В деревне - Иван Потрч
— Иисусе Христе, господи наш, — выдохнула Топлечка так громко, как мне еще не доводилось слышать, и опустила передник. — Что поделаешь, если кончина ему вышла такая?
Она явно не собиралась уступать.
Брат Топлека еще выше задрал голову, вытянул шею, посмотрел на закопченный потолок и изрек:
— Ну да, вы, бабы, никогда ничего не можете, а Францл вот мертв.
Топлечка промолчала и не пошевелилась. Я повернулся и ушел в кухню, оставляя их один на один. Но мне было слышно, как мужик опять затянул:
— Жутко зевает! А вы где были, когда он кончался?
Я омертвел, меня обдало жаром. Я услышал, как женщина зашмыгала носом и, вытирая слезы, стала рассказывать историю, которую в тот день с утра до вечера она повторяла бессчетное количество раз и слышать которую становилось все более невыносимо. Это была сплошь выдумка о том, как муж ее позвал, как она встала, оделась и пошла приготовить ему напиток, как принесла ему этот напиток, а он принял все вместе, напиток и лекарства, и будто… будто выглядел он вполне нормально. Потом она вышла в кухню взглянуть на огонь в очаге — когда просыпаешься посреди ночи, голова всегда дурная! — а потом легла, и все это время, пока лежала, ей казалось странным, почему он не стонет — он стонал ночи напролет! — и будто не было у нее покоя; тогда она опять встала, пошла к нему и хотела сунуть под одеяло его руку, которую он высунул наружу, — упокой господи его душеньку! — и увидела, что уже наступил конец и уснул он навеки.
— Ох, Иисусе Христе, — заканчивала она, — тяжелая, лихая болезнь у него была, а умирал он легко, погас как свечка, даже крикнуть не успел.
Это была ловко составленная история, в которой все время подчеркивалось, что она дважды выходила на кухню — один раз приготовить напиток, другой раз взглянуть на огонь.
А пока она рассказывала, из горницы вышла его жена, следом за ней — дочери, и Топлеков брат вовсе неожиданно, почти с нежностью в голосе произнес:
— Ничего не поделаешь! Знать, пробил его час, избавился от мук.
— Несчастная ты, Зефа, несчастная, — заголосила его жена, подходя к Топлечке. — И у Гечевых такая ж беда, только Гечевка с малыми детьми осталась. А твои, Зефа, уже помощницы в доме.
— Ой, господи… — Топлечка с нахлынувшими слезами вдруг кинулась к сестре на грудь и во весь голос безутешно зарыдала. Это были совсем иные слезы, чем те, что я слышал ночью, на рассвете, теперь это был подлинный плач, надрывавший душу. Родственница вытирала глаза платком, который держала в руках, даже когда шла через поля, наконец и она тоже горько зарыдала.

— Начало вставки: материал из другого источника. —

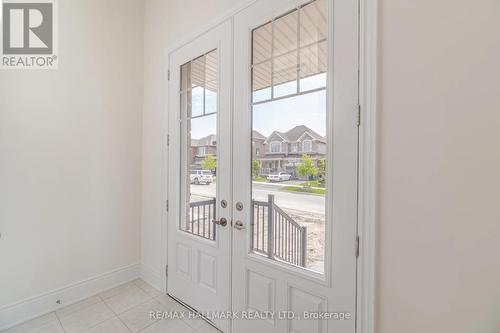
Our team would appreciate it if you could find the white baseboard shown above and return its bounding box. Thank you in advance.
[0,264,141,331]
[141,264,166,292]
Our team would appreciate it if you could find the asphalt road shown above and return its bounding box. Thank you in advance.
[191,182,325,214]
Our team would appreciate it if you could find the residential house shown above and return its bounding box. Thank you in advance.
[252,125,326,176]
[190,134,217,169]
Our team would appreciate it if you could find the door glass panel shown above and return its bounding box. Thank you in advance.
[179,50,218,240]
[250,0,327,273]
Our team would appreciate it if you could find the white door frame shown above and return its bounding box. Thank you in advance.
[158,0,379,333]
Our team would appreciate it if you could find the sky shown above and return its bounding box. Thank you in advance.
[191,73,326,139]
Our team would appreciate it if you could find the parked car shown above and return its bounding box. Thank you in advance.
[190,170,214,185]
[267,172,292,182]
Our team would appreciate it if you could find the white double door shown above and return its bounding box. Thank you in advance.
[167,0,358,333]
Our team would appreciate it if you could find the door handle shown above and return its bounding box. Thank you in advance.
[212,217,227,227]
[233,221,245,230]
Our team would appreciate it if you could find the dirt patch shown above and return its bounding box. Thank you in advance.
[286,209,325,270]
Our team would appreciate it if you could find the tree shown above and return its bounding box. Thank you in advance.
[201,155,217,171]
[297,154,318,187]
[252,160,260,179]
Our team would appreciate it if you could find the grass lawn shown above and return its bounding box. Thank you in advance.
[252,176,267,183]
[281,182,326,195]
[300,180,325,188]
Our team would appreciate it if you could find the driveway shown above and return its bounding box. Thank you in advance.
[191,182,325,214]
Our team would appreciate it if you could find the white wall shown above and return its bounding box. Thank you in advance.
[377,0,500,333]
[0,0,143,320]
[142,0,248,287]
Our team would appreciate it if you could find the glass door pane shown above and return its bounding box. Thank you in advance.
[179,50,218,241]
[251,0,328,273]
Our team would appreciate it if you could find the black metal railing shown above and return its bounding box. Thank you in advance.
[188,198,216,240]
[250,195,307,267]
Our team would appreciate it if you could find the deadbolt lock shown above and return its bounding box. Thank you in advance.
[213,217,227,227]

Топлеков брат проглотил слюну и отвернулся, не желая видеть бабские слезы, у его девочек увлажнились глаза, а я поспешил выбраться из кухни мимо всей этой голосящей компании. Не было у меня ни малейшего желания слышать, как старший Топлек обругает меня — побаивался я неведомо по какой причине, как бы Топлечка, пуская слезы перед родней, перед братом покойного и своей двоюродной сестрой, невзначай не проговорилась и не покаялась, как все было на самом деле, ткнув при этом в меня пальцем. Потому что, бывая вне себя от волнения, она не удерживала и капли разума у себя в голове.
Я часто вспоминал потом об этих своих страхах, и мне неизменно становилось жутко, хотя я тут же убеждал себя, будто такое не могло произойти; я утешал и успокаивал себя тем, что, дескать, Топлечка слишком разумная и предусмотрительная баба, что она, в конце концов, опытная и понимает, на что идет. В ту субботу и воскресенье я не спускал с нее глаз; все время, пока родня находилась в доме, страх не оставлял меня, словно взнуздав, — ведь только мы с нею и знали, что случилось на самом деле и как умер Топлек.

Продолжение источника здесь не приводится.